On each withdraw we calculate the floor and ensure that floor < balance
FloorRemovedPerTime = (Balance*Floor Percentage )/Time delay
TimePassed = currentTime - lastUpdate
Floor = Floor - TimePassed*FloorRemovedPerTime
Floor = Max(Floor, Balance*(1-Floor Percentage ))
lastUpdate = currentTime

This allows us to use a self regulating solution which should need less hands on. Also automatically adopts during times where the balances increase a lot.

As an example consider loans:
Lets say loans have a balance of 1 Million sICX.
We configure a floor percentage of 10% and a time delay of 48 hours.
This means floor starts at 900K.
If now someone withdraws 50K sICX, the floor will still be at 900K and over the next 48 hours will decay to 855K linearly.

Alright sounds good - I think this strikes a good balance between simplicity and manageability. Let’s go with this for DEX, Loans and Stability Fund.

What do you have in mind for parameters @Andell ?

I also like the direction of these ideas of limiting risk.

Things to remember…

Balanced and OMM have both been hacked.

Our code that created OMM and Balanced has not been superior to other hacked DAO’s.

We are not getting reimbursed by ICON or any insurance policy. We are currently open to dangerous bridges that can be used to siphon funds.

So these ideas are good to limit risk. We already lost 1.1 million in a bear market that easily could have grown to 10 million in the bull market, but it is gone.
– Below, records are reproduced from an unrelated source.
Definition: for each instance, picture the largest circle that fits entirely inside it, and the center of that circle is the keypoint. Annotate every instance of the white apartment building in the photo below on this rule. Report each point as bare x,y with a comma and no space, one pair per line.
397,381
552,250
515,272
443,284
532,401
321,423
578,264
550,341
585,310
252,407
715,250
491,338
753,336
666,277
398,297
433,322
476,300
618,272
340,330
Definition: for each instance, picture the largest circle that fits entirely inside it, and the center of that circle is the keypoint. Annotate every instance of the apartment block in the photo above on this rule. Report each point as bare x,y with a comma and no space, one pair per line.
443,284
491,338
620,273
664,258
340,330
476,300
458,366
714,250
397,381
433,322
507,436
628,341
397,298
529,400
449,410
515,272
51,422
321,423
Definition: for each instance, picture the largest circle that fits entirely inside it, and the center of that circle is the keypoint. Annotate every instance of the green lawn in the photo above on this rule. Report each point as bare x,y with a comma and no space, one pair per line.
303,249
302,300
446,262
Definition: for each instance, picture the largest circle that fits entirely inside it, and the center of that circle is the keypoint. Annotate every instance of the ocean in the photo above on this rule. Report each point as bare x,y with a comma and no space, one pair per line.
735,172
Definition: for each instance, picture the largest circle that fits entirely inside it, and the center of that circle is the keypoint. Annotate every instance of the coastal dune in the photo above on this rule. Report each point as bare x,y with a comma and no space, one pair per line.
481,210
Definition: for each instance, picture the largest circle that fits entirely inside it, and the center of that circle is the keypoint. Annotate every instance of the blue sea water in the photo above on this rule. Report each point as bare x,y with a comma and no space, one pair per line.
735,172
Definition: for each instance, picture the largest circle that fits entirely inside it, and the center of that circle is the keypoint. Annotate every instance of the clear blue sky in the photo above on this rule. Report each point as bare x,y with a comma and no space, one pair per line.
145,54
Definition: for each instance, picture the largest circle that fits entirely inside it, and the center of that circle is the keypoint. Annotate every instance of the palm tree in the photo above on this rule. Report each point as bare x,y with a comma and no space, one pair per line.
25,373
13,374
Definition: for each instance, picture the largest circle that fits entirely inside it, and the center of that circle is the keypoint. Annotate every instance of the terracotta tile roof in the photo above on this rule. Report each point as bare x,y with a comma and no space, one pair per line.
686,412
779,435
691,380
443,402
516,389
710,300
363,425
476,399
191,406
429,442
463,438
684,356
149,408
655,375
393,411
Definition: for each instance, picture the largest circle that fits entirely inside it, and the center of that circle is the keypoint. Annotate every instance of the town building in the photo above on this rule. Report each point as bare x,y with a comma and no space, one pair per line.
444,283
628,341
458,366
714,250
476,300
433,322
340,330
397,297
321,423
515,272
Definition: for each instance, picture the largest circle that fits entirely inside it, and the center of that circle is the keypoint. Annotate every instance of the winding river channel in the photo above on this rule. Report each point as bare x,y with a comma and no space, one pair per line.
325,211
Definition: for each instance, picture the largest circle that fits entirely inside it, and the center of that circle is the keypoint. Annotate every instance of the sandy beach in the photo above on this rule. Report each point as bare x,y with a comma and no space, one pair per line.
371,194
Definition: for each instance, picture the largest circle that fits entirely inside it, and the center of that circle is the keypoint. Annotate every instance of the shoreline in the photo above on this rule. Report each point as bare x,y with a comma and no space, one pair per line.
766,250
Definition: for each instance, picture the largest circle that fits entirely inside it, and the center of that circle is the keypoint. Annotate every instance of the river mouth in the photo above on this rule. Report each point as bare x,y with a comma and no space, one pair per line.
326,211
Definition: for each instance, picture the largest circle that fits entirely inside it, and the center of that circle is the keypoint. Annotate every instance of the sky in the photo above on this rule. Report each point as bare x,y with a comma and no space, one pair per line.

Also, is the silly narrative that we can be a leading cross chain DAO. We will most likely get hacked testing out ICONs new bridges unless we limit our forward thinking, like it is limited in this discussion. I love this discussion and love the direction of the discussion. We have to remember our code is not audited by large auditor. More of a small start up, cost effective auditor. They missed a simple mistake in the code. We need a legit audit company to verify the smart contracts of balanced before we should think cross chain.
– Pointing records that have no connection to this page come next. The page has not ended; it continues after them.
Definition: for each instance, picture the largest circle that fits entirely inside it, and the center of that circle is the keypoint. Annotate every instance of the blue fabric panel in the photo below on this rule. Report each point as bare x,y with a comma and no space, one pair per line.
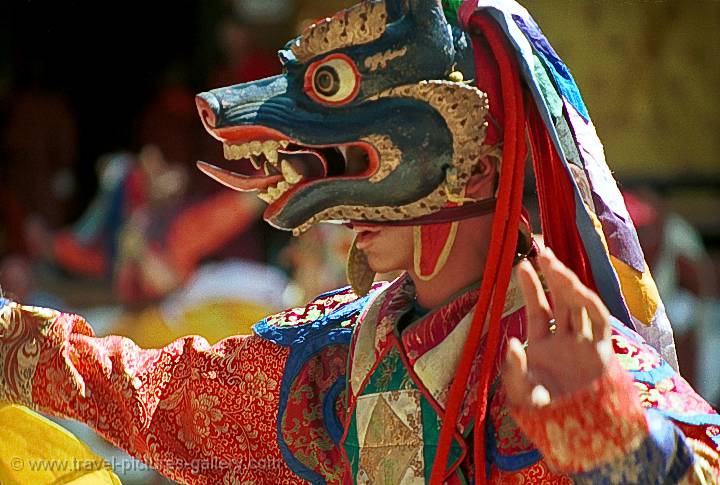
332,422
564,80
293,335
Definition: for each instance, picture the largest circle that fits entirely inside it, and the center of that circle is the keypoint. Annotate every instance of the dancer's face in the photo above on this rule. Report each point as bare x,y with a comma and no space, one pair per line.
388,248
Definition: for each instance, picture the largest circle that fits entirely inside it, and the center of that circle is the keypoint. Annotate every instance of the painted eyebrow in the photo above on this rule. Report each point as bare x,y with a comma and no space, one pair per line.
360,24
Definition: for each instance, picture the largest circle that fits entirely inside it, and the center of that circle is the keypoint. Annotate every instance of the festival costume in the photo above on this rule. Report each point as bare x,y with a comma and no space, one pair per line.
357,387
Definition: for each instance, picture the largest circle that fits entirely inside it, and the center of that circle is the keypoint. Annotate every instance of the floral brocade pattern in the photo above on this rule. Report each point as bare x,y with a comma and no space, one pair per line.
198,414
303,423
317,309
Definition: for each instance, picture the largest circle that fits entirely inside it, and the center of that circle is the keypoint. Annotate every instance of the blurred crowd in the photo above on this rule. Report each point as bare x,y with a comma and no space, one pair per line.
147,247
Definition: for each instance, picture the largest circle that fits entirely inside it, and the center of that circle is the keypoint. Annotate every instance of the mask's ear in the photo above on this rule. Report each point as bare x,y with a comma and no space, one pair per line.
483,182
426,12
395,9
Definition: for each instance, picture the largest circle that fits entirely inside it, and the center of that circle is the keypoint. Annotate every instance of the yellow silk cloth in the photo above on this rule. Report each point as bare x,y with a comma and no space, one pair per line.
34,450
As I’ve said in the past Balanced can grow just being the bank of ICON. Just being there to support SICX/BNUSD transactions and other ICX sub tokens.

We have gained no new users by diluting BALN and buying BTC, we will not gain new users trying ICONs new bridges because we have already been hacked and then the hacked funds already have moved quickly using the existing bridges.

We need to take baby steps, let ICX grow over the coming years, limit our cross chain risk. Most importantly build trust back to our DAO.

The cross chain narrative needs to proceed, but with extreme caution, limiting each future cross chain decision to withstand a hack. Every decision needs to be thought of as, what if this smart contract is hacked, what happens.

With all this said, Balanced has a world class team, ICON is world class, and Balanced can be world class with patience and baby steps.

Keep up the great work you all, I’m very impressed and happy to be involved.

Remember, Balanced is by far the most valuable APP to ICON.

If we get hit with another hack trying to rush code, using code that has not been audited by a reputable company, then using that code cross chain , if we get hacked, all of ICONs defi ecosystem is ruined.

Balanced is too valuable to the ICON ecosystem to be risky in future endeavors.

Every sub token in ICON becomes worthless if Balanced goes under. IMO, ICON will step up and massively support Balanced because we bring so much value to the ICON ecosystem. Time will tell:)

Also some important questions…

1. Our stats page says we have around 300k BNUSD and 265k BALN. I thought we froze 2.1 million ICX? What is the timeline to transfer that amount to the DAO fund? Or it may already be in there but it does not show up in the stats page…

We should just keep the 2.1 million in ICX as ICX until it ICX reaches a dollar then we can talk about utilization.

Also, OMM opened up a donations opportunity after their hack. Maybe we can do the same and Foundation and others can build Balanced back up if they choose to help out.